Ultimately, the hope in this poem and in the collection as a whole is that free-flowing translation and communication can happen for humans in this natural state, as well—that beneath human technology, cultures, and languages flows a river of understanding. The speaker in this poem and others doesn’t offer up an unexamined universality as an answer to cultural disjunction, but she does suggest that noticing and sharing specific moments might lead to connection: “Paralyzed bodies can breathe messages in Morse. / I learn to listen.”

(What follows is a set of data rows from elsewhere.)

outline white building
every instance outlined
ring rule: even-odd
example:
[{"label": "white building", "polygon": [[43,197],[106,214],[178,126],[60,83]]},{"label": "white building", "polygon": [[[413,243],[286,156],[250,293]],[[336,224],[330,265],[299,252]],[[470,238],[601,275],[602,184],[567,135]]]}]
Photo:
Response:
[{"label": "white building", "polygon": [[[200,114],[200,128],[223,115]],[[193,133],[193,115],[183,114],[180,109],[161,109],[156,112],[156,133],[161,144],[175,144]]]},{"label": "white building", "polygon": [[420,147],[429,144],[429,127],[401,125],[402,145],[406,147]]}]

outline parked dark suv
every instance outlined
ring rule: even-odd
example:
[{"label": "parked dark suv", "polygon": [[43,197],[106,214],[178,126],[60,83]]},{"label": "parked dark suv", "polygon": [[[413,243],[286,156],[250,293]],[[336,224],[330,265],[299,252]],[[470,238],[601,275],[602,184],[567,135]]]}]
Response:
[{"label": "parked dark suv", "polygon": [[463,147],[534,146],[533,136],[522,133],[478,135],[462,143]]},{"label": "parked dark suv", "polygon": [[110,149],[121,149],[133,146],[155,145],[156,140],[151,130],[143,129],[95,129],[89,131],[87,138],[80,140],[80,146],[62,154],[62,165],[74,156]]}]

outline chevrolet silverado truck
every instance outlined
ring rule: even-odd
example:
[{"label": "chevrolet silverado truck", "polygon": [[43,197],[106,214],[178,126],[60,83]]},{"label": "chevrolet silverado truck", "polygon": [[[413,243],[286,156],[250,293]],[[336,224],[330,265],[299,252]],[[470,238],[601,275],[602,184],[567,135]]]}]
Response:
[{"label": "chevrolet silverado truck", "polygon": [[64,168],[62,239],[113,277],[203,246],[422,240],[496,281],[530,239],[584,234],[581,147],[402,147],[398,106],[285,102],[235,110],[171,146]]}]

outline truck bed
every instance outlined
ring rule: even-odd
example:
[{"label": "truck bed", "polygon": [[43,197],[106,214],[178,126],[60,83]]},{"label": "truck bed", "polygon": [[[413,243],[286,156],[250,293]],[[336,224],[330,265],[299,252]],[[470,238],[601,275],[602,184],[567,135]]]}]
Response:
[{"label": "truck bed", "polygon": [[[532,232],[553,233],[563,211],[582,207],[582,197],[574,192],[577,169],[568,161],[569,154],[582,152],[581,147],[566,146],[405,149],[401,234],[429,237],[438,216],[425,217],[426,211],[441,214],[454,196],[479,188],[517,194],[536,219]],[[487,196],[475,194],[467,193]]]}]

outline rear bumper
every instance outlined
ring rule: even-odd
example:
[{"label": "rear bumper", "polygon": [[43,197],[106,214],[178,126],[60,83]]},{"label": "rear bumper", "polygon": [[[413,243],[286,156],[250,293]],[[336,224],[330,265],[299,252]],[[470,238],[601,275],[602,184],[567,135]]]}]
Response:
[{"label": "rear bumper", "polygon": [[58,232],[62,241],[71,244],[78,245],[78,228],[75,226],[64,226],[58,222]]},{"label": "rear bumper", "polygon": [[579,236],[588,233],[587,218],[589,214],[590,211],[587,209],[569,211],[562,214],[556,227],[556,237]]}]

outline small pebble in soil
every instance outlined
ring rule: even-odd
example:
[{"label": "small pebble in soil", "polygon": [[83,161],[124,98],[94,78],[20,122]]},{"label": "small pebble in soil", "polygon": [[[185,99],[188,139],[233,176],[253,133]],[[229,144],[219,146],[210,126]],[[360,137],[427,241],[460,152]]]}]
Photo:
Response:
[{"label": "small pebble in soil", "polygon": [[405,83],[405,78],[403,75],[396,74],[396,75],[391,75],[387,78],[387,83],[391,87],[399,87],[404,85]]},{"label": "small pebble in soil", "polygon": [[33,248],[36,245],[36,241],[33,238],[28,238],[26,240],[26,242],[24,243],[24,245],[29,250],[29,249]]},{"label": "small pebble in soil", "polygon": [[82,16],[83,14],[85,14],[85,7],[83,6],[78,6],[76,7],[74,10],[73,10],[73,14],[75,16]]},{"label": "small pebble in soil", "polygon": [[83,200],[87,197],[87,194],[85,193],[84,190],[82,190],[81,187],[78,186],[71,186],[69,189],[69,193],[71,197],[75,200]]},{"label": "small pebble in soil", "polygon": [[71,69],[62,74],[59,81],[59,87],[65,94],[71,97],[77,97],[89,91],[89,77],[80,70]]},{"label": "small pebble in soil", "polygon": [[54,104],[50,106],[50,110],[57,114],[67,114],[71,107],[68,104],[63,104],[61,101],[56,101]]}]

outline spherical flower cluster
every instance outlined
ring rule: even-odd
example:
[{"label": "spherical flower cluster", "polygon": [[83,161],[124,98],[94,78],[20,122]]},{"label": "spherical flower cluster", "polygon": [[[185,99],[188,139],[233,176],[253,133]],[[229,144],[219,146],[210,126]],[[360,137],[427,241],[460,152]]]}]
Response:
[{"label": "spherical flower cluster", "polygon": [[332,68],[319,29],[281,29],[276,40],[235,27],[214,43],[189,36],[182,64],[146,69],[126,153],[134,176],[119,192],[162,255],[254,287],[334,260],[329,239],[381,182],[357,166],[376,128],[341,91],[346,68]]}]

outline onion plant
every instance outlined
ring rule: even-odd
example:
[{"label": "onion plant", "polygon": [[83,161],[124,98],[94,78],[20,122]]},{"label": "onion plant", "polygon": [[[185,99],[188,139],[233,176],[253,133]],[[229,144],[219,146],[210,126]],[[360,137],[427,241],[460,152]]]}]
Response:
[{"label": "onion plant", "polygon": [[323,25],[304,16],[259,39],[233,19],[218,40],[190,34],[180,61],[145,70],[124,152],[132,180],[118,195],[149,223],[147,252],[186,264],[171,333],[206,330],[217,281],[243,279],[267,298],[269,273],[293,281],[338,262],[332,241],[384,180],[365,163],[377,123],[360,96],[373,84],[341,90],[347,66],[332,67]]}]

One of the primary metaphors in this collection is the act of quenching, and it’s explored fully in the eponymous poem, “The Quenching.” The process of quenching is itself a kind of translation—bringing matter into the body and making it part of oneself. “Quenching” refers to the act of drinking and eating, but also to the exchanges involved in living, observing, and reading:
Drink from the river of cloth.
Drink with cupped hands.
Drink from the sky above.
Drink, and let the sky be.
This poem offers a glimpse into a world in which the speaker lives, and also one that she’s imagining into being. She explores her family’s history and her own, even as she looks toward a future that’s growing out of that past. The movement through time is also a kind of translation, and through understanding and compassion the speaker begins to speak the language of that emerging future: “She lets go of letting go.” In the last stanza, she returns to the idea of sharing and communion, finding at last a way to move past moments of loss, grief, and disassociation: “On the shared thirst of this dry creek bed, / lay down a river of cloth.” She finds herself not in a fixed location, exactly, but rather in a space that accepts movement and flow, change and evolution, words and translation.